Want to see our small finds scan? Tough, you’re going to anyway:


Chris was absolutely right, of course. It’s in the nature of archaeology that sometimes you’re going to discover…well, just clay. After thorough investigation said clay might turn out to be something more important, a tantalising glimpse into the past that only under intensive analysis will reveal its darkest secret.
On the other hand, it might just be clay.
That night I dreamt of a large and particularly unpleasant slice of Brie with sharp teeth chasing a leaking cow through a series of trenches, whilst the cat quietly removed the duvet from my shoulders, wrapped himself up in it, and dreamed of mice and Dick Whittington and other feline matters.

8 comments:

Anonymous said...

Mind skimming back through your previous posts since I started reading your site, you have done terribly well at eliminating areas of interest.

chris2553 said...

I have always thought that you are a bit odd, but now we have conclusive proof.

Gravy on a cheese and onion pie?

Wierd!

Anonymous said...

Chris was in a grumpy mood that morning, because he had a headache, brought on, apparently, by the lack of alcohol the night before.

Oh dear...

Our entire excavation squad consisted of me, Chris and Carlo.

Stop it please! Enough is enough!

Want to see our small finds scan? Tough, you’re going to anyway

This is seriously getting hairy!

That night I dreamt of a large and particularly unpleasant slice of Brie with sharp teeth chasing a leaking cow through a series of trenches

Your true identity is revealed! Ha!

Brian Hughes said...

Andrew,

"...you have done terribly well at eliminating areas of interest."

I've got a knack for it...although the local property developers are generally better at it than I am.

Chris,

Funny you should mention that...that's what I'm about to have for my tea. It isn't a proper cheese pie until it's got gravy on it.

Reuben,

My psychologist suspects I'm emental.

Jayne said...

Hmmm, gravy on a cheese and onion pie with chips to dip in the gravy, too.
I think your moggy is related to ours, they have the same penchant for thinking the doona/blankets/hot water bottle/pillows belong entirely to them.

Brian Hughes said...

Jayne,

I suspect they both belong to the spoiltrottenus-bratticus genus, although if mine continues to wake me up at 4.30 in the morning because he wants to hold an impromptu cocktail party with his mates in my living room, like he did this morning, he'll soon belong to the felinus-beltedwithafryingpanincus group.

Unknown said...

I think Andrew was close... you seem to be actually quite good at eliminating areas of little interest! Following the law that "you find what you're looking for in the last place you look", and being cynical at that, you should plan on excavating every spot but one.

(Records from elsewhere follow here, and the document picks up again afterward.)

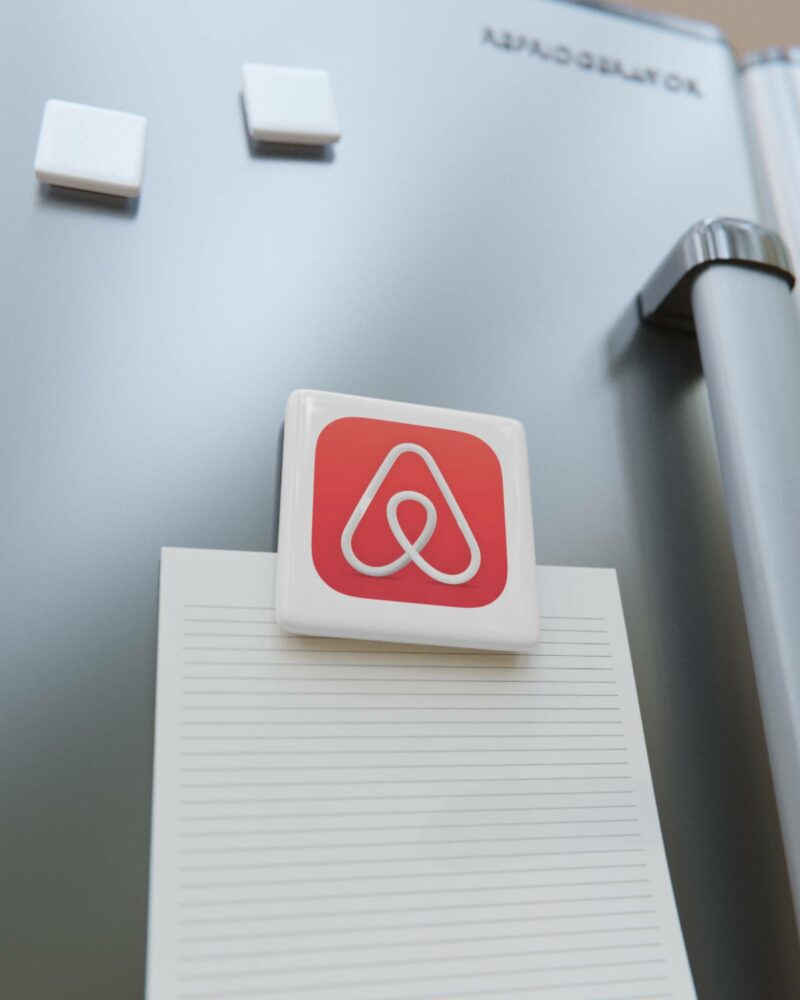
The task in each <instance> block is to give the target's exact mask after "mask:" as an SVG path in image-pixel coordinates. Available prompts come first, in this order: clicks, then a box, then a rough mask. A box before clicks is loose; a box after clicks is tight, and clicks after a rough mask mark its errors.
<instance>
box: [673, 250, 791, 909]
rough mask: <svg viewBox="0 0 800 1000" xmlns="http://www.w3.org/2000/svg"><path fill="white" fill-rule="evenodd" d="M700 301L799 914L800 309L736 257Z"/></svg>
mask: <svg viewBox="0 0 800 1000" xmlns="http://www.w3.org/2000/svg"><path fill="white" fill-rule="evenodd" d="M692 302H693V307H694V313H695V319H696V325H697V337H698V343H699V345H700V354H701V357H702V360H703V371H704V373H705V378H706V383H707V385H708V394H709V400H710V403H711V414H712V418H713V422H714V431H715V435H716V440H717V448H718V450H719V457H720V466H721V469H722V478H723V482H724V484H725V495H726V500H727V507H728V514H729V517H730V521H731V529H732V533H733V542H734V548H735V551H736V563H737V566H738V569H739V579H740V581H741V587H742V596H743V598H744V607H745V613H746V615H747V625H748V631H749V634H750V645H751V647H752V650H753V660H754V665H755V670H756V678H757V682H758V691H759V696H760V701H761V710H762V712H763V715H764V723H765V729H766V736H767V745H768V747H769V751H770V761H771V763H772V774H773V779H774V782H775V791H776V795H777V800H778V809H779V812H780V817H781V824H782V828H783V842H784V846H785V849H786V855H787V859H788V864H789V875H790V878H791V881H792V888H793V892H794V900H795V912H796V914H797V916H798V918H799V919H800V796H799V795H798V789H800V615H798V608H800V531H799V530H798V511H800V400H798V394H797V386H798V384H800V319H799V318H798V316H797V313H796V311H795V309H794V305H793V303H792V300H791V295H790V292H789V289H788V288H787V285H786V282H785V281H784V280H783V279H782V277H779V276H776V275H775V274H771V273H769V272H768V271H764V270H755V269H743V268H742V267H741V266H740V265H738V266H737V264H736V263H735V262H733V261H728V262H724V263H720V264H717V265H716V266H714V267H711V268H709V269H708V270H706V271H705V272H704V273H703V274H701V275H700V276H699V277H698V279H697V280H696V281H695V283H694V286H693V288H692Z"/></svg>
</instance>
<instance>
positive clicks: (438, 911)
mask: <svg viewBox="0 0 800 1000" xmlns="http://www.w3.org/2000/svg"><path fill="white" fill-rule="evenodd" d="M638 898H640V897H638V896H606V897H597V898H596V899H589V900H580V899H576V900H573V901H572V902H576V903H581V902H583V903H585V902H590V903H593V902H597V903H604V902H615V901H620V902H624V901H626V900H629V899H638ZM646 898H652V897H651V896H649V897H646ZM567 902H570V900H567ZM548 903H551V901H550V900H545V901H544V902H543V905H547V904H548ZM529 905H530V904H529V903H503V904H498V903H477V904H475V905H469V906H464V904H463V903H452V904H450V905H448V906H428V907H426V908H425V912H426V913H444V912H448V911H450V910H466V909H469V910H494V909H501V908H503V909H507V910H510V909H511V908H512V907H520V906H529ZM551 905H552V903H551ZM417 912H418V910H417V907H416V906H399V907H389V908H388V909H385V910H369V909H367V910H341V911H337V912H334V913H331V912H325V911H323V912H322V913H302V914H297V913H276V914H270V916H264V915H263V914H262V915H259V914H255V913H251V914H248V915H242V916H236V917H233V916H225V917H183V918H182V919H180V920H179V921H178V923H179V924H181V925H182V926H197V925H201V924H222V923H231V924H238V923H251V922H252V921H254V920H292V919H295V920H314V919H325V918H328V917H366V916H373V917H374V916H377V915H382V916H389V915H391V916H393V915H394V914H397V913H417ZM592 916H598V914H594V913H581V914H574V913H563V914H559V915H558V916H555V915H554V914H551V913H545V914H542V915H541V916H526V917H525V920H526V921H530V922H531V923H533V922H537V921H540V920H569V919H575V918H582V917H592ZM378 929H380V928H377V927H376V928H375V930H378Z"/></svg>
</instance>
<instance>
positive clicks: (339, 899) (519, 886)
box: [179, 878, 653, 909]
mask: <svg viewBox="0 0 800 1000" xmlns="http://www.w3.org/2000/svg"><path fill="white" fill-rule="evenodd" d="M647 882H649V879H646V878H640V879H619V880H614V881H609V882H561V883H555V884H552V883H551V884H550V885H548V884H547V883H546V882H542V883H534V884H532V885H520V886H498V885H486V886H472V887H458V888H455V889H440V890H436V889H402V888H401V889H397V890H396V891H394V892H387V891H386V890H385V889H379V890H377V891H376V892H347V893H342V894H341V895H336V896H331V895H322V896H297V895H292V896H278V897H268V898H266V899H253V898H243V899H242V898H237V899H218V898H214V899H193V900H185V901H184V902H182V903H179V907H180V908H181V909H195V908H197V907H200V906H238V905H239V904H242V905H248V906H249V905H261V904H262V903H295V902H296V903H315V902H321V901H323V900H328V901H329V902H330V901H335V902H339V901H340V900H343V899H378V898H380V899H384V898H386V897H389V896H436V895H440V896H453V895H461V894H463V893H469V892H474V893H482V892H483V893H485V892H509V891H514V890H522V889H586V888H588V887H589V886H593V885H600V886H609V885H613V886H619V885H644V884H646V883H647ZM214 888H215V889H216V888H223V889H224V888H227V887H226V886H224V885H221V886H214ZM652 898H653V894H652V893H647V894H646V895H637V896H589V897H588V898H580V899H576V898H574V897H571V898H570V899H539V898H533V899H527V900H514V901H513V902H514V904H515V905H521V904H523V903H525V904H535V905H537V906H539V905H545V904H552V905H556V904H559V905H560V904H561V903H593V902H594V901H595V900H598V899H602V900H603V901H604V902H605V901H607V900H614V901H615V902H616V901H617V900H620V899H625V900H627V899H652ZM507 902H509V901H508V900H504V901H503V902H498V903H493V904H491V905H493V906H494V905H496V906H504V905H506V903H507ZM481 905H484V904H481ZM468 906H470V904H469V903H465V904H464V907H465V908H466V907H468ZM426 909H427V907H426Z"/></svg>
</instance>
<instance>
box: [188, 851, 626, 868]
mask: <svg viewBox="0 0 800 1000" xmlns="http://www.w3.org/2000/svg"><path fill="white" fill-rule="evenodd" d="M643 853H644V848H643V847H614V848H604V849H600V848H597V847H595V848H591V849H590V850H586V851H584V850H579V851H537V852H536V853H533V854H532V853H531V852H530V851H525V852H523V853H521V854H518V853H508V852H504V853H503V854H448V855H444V856H441V857H439V856H437V857H436V860H437V861H486V860H502V861H506V860H508V859H509V858H525V860H526V861H532V860H534V859H535V858H560V857H573V856H577V855H579V854H643ZM412 860H414V859H411V858H402V857H401V858H380V859H379V860H377V861H375V860H369V859H363V858H362V859H361V860H355V861H259V862H257V863H256V864H253V863H252V862H249V863H247V864H238V865H232V864H231V865H227V864H226V865H182V866H181V867H180V870H181V871H184V872H192V871H195V872H202V871H258V870H259V869H261V868H311V867H321V868H343V867H347V866H348V865H349V866H352V865H374V864H385V863H386V862H387V861H395V862H405V863H409V862H411V861H412ZM415 863H416V862H415Z"/></svg>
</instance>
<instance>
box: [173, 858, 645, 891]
mask: <svg viewBox="0 0 800 1000" xmlns="http://www.w3.org/2000/svg"><path fill="white" fill-rule="evenodd" d="M631 868H647V864H646V862H644V861H639V862H634V863H630V862H623V863H622V864H610V865H568V866H566V867H560V866H555V867H541V868H486V869H478V870H474V869H471V868H465V869H459V870H458V871H446V872H426V873H425V874H424V875H417V876H414V875H409V874H408V873H407V872H404V873H400V874H398V873H394V874H391V875H335V876H330V877H328V878H319V877H318V876H316V875H315V876H314V877H313V878H287V879H262V880H259V881H253V880H251V879H248V880H247V881H246V882H184V883H182V884H181V886H180V888H181V890H182V891H187V890H189V889H214V888H216V887H218V886H223V887H226V886H227V887H228V888H240V887H247V886H250V887H252V886H274V885H311V884H313V885H322V884H324V883H329V882H347V883H350V882H388V881H406V882H407V881H408V880H409V879H412V878H425V879H426V880H427V879H433V878H449V879H452V878H463V877H464V876H465V875H466V876H469V877H470V878H473V877H478V876H484V875H505V876H508V875H540V874H542V873H545V874H549V873H551V872H588V871H609V870H617V869H620V870H621V869H626V870H627V869H631ZM645 881H647V882H649V881H650V880H649V879H646V880H645ZM575 884H576V885H577V884H582V883H575ZM586 884H587V885H593V884H595V883H591V882H589V883H586ZM596 884H598V885H600V884H601V883H596ZM610 884H612V883H610Z"/></svg>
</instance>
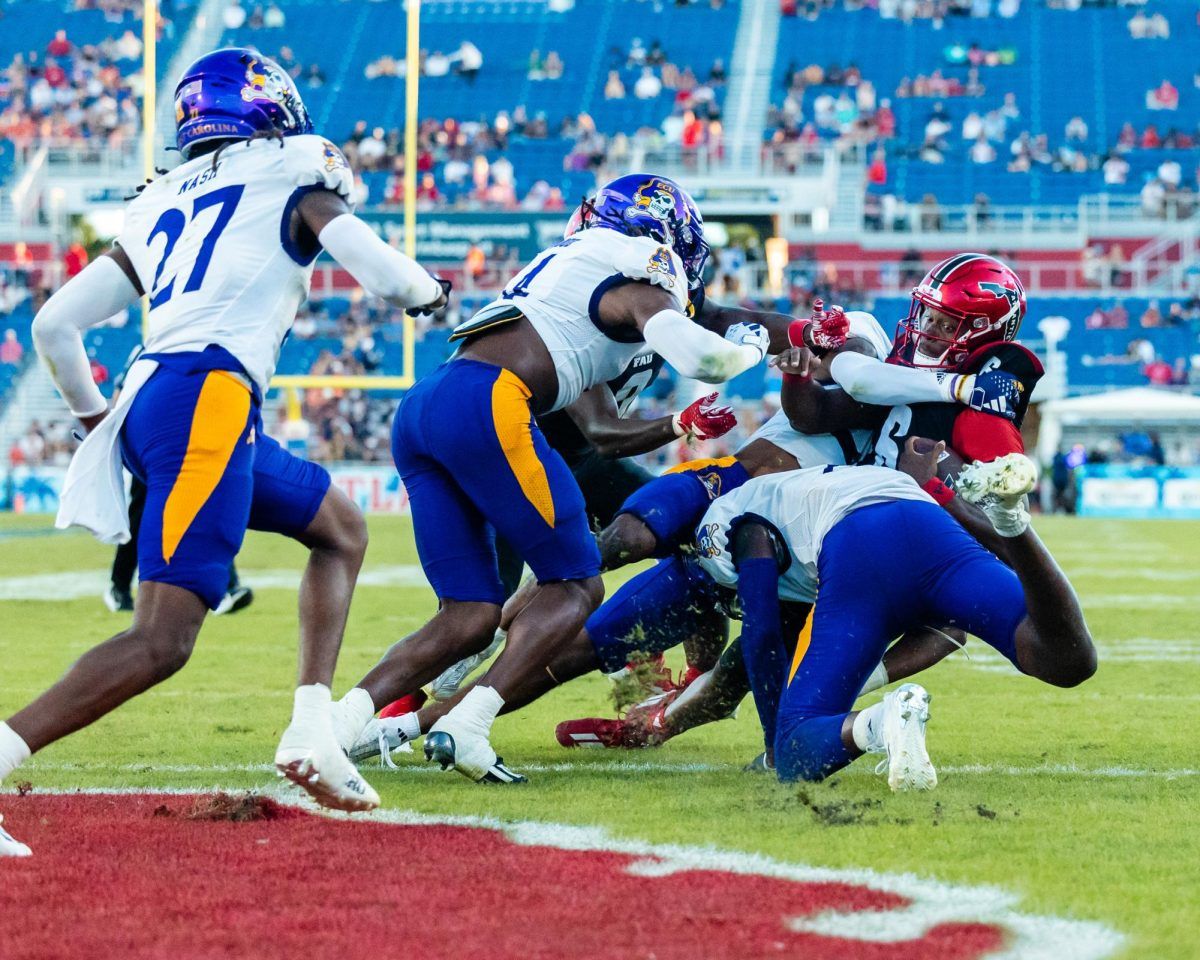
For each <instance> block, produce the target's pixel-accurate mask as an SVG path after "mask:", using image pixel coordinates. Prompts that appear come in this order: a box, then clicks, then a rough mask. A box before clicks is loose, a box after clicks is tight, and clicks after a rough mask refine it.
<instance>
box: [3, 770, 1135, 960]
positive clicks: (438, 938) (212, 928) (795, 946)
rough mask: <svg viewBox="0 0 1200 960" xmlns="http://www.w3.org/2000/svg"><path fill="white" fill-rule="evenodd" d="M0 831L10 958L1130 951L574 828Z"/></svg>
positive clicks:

Plan quite heartily, and then go excavate that last spot you weren't planning on... there may be a metaphysical great big 'x' on it. :0)

If you follow my drift.

Maybe I'm just daft from that cold wind blowing?

Cheer up, though... every dig brings you that much closer to the prize! JOHN :0)

Brian Hughes said...

John,

Actually our hit rate on the whole is pretty good...with the exception of the platform at Grange Farm which just doesn't want to come up with the goodies. Having said that, it isn't producing anything to say that we were wrong either, so I'm not really complaining.